"Il était un marais, qu’hommes et femmes des alentours essayaient d’éviter. C’est pour son calme que cet endroit était devenu le terrain de jeu d’un garçon nommé Tomàs. Tomàs n’était pas si différent des autres garçons de son âge mais n’arrivait pourtant pas à s’intégrer à ses pairs. Perçu trop faible, trop maniéré, par les autres du village, on le moquait, le bousculait.
« - Le marais est dangereux, loin de l’eau tu dois rester » lui répétait sa mère. Mais Tomàs parcourait tous les jours les quelques lieux qui séparaient sa chaumière de cet endroit. Il longeait les bords des rives, sautait de berges en berges, combattait crapauds, mouches et libellules, en évitant l’eau noire et fumante du marais. Il créait son royaume dans lequel il était tour à tour chevalier, princesse ou sorcier.
Au détour d’une de ses aventures, Tomàs entendit des enfants au loin chahuter. Il se réfugia dans un fagot de roseaux et ferma les yeux en attendant qu’ils passent.

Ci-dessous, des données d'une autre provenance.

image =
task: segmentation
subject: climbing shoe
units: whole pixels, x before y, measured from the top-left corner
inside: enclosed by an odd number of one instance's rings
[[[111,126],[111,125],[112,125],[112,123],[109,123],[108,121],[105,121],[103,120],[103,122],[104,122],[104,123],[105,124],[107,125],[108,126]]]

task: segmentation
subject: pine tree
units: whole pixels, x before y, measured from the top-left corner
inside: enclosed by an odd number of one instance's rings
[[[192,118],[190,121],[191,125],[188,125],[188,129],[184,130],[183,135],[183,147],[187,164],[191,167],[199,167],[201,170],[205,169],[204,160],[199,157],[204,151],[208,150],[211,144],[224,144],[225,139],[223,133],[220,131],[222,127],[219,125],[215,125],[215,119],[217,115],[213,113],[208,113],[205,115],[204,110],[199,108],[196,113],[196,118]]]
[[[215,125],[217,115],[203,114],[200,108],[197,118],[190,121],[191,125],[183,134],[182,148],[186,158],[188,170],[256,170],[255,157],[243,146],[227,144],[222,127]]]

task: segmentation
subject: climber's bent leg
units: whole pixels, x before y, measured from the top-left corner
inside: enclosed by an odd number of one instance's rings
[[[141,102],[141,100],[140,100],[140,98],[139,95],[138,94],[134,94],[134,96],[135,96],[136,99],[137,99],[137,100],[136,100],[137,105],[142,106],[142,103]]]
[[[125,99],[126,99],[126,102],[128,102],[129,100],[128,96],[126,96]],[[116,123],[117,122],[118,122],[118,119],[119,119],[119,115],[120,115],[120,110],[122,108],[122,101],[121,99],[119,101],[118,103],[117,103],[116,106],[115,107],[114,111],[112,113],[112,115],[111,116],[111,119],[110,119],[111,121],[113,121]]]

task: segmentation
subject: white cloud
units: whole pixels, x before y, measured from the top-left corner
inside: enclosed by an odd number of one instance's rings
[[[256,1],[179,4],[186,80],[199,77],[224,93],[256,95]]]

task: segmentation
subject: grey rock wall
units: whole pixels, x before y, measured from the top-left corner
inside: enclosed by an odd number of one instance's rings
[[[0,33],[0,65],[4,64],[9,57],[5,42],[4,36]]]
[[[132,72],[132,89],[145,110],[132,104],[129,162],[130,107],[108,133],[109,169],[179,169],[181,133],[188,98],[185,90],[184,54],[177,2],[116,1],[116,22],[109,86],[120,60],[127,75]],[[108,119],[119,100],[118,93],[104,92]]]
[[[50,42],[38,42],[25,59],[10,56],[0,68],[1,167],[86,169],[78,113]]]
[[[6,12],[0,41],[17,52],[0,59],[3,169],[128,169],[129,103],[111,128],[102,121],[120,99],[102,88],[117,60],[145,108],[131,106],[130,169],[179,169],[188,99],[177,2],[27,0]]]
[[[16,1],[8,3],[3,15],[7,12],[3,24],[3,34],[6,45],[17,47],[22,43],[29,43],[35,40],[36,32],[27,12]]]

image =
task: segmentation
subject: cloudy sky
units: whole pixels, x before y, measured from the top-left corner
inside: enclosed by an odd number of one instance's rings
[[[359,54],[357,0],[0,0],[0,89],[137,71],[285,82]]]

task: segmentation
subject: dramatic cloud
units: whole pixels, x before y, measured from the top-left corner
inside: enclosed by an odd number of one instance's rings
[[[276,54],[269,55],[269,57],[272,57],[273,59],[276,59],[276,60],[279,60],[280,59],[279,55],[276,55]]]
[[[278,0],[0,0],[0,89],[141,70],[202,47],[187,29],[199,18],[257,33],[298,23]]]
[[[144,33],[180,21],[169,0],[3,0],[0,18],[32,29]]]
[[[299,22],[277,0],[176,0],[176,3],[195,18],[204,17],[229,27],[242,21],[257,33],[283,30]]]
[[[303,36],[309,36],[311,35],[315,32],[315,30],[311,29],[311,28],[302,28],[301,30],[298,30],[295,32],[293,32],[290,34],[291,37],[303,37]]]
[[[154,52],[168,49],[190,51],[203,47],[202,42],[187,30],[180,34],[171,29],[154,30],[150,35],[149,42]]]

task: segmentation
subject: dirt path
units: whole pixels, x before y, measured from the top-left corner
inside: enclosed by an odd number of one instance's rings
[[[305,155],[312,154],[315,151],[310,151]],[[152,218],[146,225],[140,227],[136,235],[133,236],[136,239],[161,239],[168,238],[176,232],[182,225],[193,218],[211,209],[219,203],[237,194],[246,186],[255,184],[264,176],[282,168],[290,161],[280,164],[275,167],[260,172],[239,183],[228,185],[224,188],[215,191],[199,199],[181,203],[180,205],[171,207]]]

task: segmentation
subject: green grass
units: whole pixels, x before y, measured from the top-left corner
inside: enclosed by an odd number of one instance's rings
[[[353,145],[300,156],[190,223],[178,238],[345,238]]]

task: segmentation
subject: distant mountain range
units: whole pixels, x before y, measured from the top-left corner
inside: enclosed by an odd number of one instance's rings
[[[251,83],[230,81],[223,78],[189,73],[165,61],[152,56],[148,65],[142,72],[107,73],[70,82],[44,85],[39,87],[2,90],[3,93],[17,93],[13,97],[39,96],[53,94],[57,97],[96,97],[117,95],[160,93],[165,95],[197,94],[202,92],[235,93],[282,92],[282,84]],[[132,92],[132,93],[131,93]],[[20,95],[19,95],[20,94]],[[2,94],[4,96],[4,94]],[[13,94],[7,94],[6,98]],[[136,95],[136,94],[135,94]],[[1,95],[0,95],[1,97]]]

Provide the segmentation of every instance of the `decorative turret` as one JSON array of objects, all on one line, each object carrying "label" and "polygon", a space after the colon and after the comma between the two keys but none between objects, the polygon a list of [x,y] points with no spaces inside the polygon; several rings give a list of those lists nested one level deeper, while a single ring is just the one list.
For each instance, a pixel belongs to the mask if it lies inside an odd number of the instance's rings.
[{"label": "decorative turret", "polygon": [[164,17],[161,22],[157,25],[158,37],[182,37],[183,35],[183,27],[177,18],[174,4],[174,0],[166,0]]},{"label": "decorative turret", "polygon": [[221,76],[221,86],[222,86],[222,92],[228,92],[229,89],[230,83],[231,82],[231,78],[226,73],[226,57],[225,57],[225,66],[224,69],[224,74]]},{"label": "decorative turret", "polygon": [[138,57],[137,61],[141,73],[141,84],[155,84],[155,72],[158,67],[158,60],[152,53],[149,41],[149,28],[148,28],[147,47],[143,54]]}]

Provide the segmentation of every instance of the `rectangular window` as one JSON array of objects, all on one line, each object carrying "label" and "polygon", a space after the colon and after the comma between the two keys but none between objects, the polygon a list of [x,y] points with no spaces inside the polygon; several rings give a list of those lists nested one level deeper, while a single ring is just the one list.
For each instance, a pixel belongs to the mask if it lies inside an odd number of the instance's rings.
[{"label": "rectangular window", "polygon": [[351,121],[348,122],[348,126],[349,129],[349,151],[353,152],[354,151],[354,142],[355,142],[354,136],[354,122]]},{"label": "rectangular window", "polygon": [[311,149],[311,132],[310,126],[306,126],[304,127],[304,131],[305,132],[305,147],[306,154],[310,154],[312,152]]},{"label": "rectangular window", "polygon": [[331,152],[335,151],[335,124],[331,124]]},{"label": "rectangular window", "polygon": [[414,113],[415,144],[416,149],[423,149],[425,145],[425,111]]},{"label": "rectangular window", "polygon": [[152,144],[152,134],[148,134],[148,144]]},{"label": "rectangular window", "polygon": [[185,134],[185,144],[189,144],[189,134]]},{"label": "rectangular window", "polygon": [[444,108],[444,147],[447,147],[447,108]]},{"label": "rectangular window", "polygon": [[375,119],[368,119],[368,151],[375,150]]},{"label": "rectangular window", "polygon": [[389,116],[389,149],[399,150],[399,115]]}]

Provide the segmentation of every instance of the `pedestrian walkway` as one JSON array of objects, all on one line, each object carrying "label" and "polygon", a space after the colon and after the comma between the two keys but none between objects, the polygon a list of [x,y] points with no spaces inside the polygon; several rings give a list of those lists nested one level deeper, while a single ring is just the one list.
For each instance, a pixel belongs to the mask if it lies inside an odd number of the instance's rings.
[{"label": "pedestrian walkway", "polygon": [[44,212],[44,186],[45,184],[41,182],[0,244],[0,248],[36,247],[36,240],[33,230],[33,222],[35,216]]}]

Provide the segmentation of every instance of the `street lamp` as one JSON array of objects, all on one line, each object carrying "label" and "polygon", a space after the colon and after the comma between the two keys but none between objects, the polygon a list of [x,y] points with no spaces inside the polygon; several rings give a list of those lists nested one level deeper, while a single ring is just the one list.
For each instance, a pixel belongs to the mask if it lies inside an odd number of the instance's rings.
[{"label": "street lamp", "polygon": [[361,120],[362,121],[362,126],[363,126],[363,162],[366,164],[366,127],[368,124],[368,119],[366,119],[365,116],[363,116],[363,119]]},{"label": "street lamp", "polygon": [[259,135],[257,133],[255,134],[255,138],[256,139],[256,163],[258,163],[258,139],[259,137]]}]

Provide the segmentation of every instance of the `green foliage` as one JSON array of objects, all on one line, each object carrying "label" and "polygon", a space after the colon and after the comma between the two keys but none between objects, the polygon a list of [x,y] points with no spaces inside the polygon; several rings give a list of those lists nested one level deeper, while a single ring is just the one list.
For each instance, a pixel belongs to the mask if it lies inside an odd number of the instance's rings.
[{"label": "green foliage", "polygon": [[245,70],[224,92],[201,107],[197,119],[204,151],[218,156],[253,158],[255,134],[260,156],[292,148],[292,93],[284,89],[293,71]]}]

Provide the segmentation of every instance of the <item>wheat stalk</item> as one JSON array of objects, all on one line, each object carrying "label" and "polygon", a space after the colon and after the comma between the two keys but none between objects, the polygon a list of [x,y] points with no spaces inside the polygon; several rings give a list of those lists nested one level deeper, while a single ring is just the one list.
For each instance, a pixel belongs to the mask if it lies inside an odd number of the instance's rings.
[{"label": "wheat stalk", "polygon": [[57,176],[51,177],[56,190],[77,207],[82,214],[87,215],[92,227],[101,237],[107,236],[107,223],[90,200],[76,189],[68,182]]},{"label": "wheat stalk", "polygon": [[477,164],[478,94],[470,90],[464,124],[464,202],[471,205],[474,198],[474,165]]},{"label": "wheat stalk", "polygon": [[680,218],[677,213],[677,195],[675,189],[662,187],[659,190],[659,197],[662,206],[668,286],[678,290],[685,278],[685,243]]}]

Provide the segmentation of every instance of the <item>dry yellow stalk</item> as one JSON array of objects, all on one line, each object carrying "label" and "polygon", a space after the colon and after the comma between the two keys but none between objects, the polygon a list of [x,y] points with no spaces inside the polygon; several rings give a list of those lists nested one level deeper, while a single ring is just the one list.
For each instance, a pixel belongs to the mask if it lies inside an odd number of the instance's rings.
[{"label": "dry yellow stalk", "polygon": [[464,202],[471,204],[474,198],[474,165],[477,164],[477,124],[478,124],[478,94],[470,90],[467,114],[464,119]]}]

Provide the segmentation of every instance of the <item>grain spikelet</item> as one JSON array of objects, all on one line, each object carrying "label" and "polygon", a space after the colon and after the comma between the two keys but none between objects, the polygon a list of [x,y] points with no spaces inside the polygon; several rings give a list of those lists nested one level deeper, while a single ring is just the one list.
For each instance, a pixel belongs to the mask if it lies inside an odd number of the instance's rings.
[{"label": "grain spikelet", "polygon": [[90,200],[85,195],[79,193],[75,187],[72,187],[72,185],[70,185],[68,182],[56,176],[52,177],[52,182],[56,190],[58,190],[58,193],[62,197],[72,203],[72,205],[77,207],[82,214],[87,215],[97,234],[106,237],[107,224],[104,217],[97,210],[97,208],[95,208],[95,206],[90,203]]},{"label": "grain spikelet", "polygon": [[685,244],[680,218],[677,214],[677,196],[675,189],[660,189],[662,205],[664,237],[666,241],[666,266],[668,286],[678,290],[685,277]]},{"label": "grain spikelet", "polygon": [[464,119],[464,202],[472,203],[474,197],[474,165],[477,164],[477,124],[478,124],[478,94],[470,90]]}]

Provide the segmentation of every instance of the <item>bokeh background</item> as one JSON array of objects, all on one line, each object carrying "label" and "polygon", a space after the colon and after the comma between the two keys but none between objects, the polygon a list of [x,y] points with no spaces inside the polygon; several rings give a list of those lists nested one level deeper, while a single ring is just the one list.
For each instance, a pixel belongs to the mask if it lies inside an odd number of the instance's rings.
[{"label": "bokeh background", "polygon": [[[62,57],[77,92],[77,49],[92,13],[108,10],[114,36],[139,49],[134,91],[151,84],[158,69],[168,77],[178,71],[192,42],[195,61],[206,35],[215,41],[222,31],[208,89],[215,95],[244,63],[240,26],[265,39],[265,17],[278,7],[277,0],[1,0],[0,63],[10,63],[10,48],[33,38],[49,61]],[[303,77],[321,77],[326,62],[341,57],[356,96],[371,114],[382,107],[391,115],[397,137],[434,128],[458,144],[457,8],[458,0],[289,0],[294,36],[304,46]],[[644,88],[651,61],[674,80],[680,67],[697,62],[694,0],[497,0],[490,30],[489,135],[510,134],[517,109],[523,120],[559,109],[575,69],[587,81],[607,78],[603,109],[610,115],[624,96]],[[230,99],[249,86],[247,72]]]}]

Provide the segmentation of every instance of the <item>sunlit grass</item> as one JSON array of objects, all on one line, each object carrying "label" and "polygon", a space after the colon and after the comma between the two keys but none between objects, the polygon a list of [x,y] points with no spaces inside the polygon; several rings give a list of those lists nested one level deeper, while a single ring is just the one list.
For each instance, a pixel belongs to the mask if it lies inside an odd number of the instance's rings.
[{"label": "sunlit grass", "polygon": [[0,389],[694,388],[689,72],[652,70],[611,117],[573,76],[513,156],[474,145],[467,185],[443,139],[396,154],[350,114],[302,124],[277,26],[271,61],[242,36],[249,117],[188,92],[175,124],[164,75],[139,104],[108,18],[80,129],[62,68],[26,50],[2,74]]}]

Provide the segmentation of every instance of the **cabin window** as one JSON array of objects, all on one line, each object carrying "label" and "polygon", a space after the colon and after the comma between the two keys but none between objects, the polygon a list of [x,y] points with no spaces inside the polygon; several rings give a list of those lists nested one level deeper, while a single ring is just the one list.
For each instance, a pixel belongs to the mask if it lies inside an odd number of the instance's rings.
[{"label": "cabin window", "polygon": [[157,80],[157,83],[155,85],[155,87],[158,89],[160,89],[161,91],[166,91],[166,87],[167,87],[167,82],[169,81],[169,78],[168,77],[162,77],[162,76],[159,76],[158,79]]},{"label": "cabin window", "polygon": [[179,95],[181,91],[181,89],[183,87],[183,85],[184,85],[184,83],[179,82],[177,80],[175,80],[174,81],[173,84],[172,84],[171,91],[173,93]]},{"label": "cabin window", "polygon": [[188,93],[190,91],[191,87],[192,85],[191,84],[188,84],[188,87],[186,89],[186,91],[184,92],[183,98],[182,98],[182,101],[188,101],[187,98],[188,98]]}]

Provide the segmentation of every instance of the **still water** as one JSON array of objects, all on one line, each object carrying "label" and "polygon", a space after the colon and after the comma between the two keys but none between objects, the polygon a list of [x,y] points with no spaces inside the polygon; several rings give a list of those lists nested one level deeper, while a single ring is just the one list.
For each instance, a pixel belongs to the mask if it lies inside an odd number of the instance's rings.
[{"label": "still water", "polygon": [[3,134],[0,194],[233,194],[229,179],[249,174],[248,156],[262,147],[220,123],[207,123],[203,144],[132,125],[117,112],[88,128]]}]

Au plus les cris des enfants s’approchaient, au plus son cœur tentait de s’échapper de sa poitrine. Il rouvrit les yeux, ils étaient là, un sourire cruel à leurs lèvres, leurs ceinturons battant l’air prêts à porter coup. Il referma les yeux. Une des boucles vint lui frapper la tempe droite. La douleur était vive mais il ne lâcha aucun cri. Dans l’oreille qui avait accusé le coup, un sifflement sourd retentit. Il sentait son corps basculer vers l’arrière, tentait en silence de s’accrocher aux roseaux, les yeux toujours clos. Bientôt son corps fut avalé par la vase sombre et chaude.
Sa peau brûla si fort qu’il s’endormit. Les enfants au loin rigolaient. Son corps fut emporté au fond du marais. L’histoire ne raconte pas par quel miracle ou malheur l’enfant survit mais qu’il se réveilla, la chair à vue. Sa peau brûlée se détachait, ses guenilles avaient disparu, vers les roseaux, il remontait. Sa main toucha la berge et c’est non sans douleur qu’il parvint à monter sur celle-ci. Il ouvrit enfin les yeux et mit des heures à ramper jusqu’à un cours d’eau propre. Une fois atteint l’eau claire, il aperçut dans son reflet une bête immonde et calcinée. Il s’y plongea entièrement pour laver ses brûlures, étreignant de ce fait le monstre qu’il était devenu.
Au village jamais il ne retournerait, sa mère l’avait prévenu de se méfier de l’eau, maintenant jamais plus il ne la reverrait ou du moins pas comme cela, juste la chair sur les os. Tout seul il vivrait, jamais le village il ne reverrait. « - Ma mère pleurera ma mort, sans jamais enterrer mon corps. Jamais le village ne me reverra, je préfère pourrir ici plutôt qu’ils me voient » cria Tomàs.
Les années ont passé, jamais le garçon ne fut retrouvé. Ses bourreaux ont grandi, se sont attaqués à d’autres gringalets. Depuis on raconte qu’un Drac hante ce marais là, mi humain mi démon, leur monstre c’est Tomàs, qu’il hante les groupes d’enfants trop près des roseaux, qu’on aperçoit sa main tendue vers le haut. Attendant que tombe sa proie, un enfant qui par mégarde se serait approché trop près. Mais la main de Tomàs n’est pas tendue pour capturer mais pour appeler à l’aide.
À cet enfant qui a préféré vivre seul qu’être regardé comme un monstre.
À tous les autres, avec qui personne ne jouait.
Aux mains tendues que personne ne veut attraper."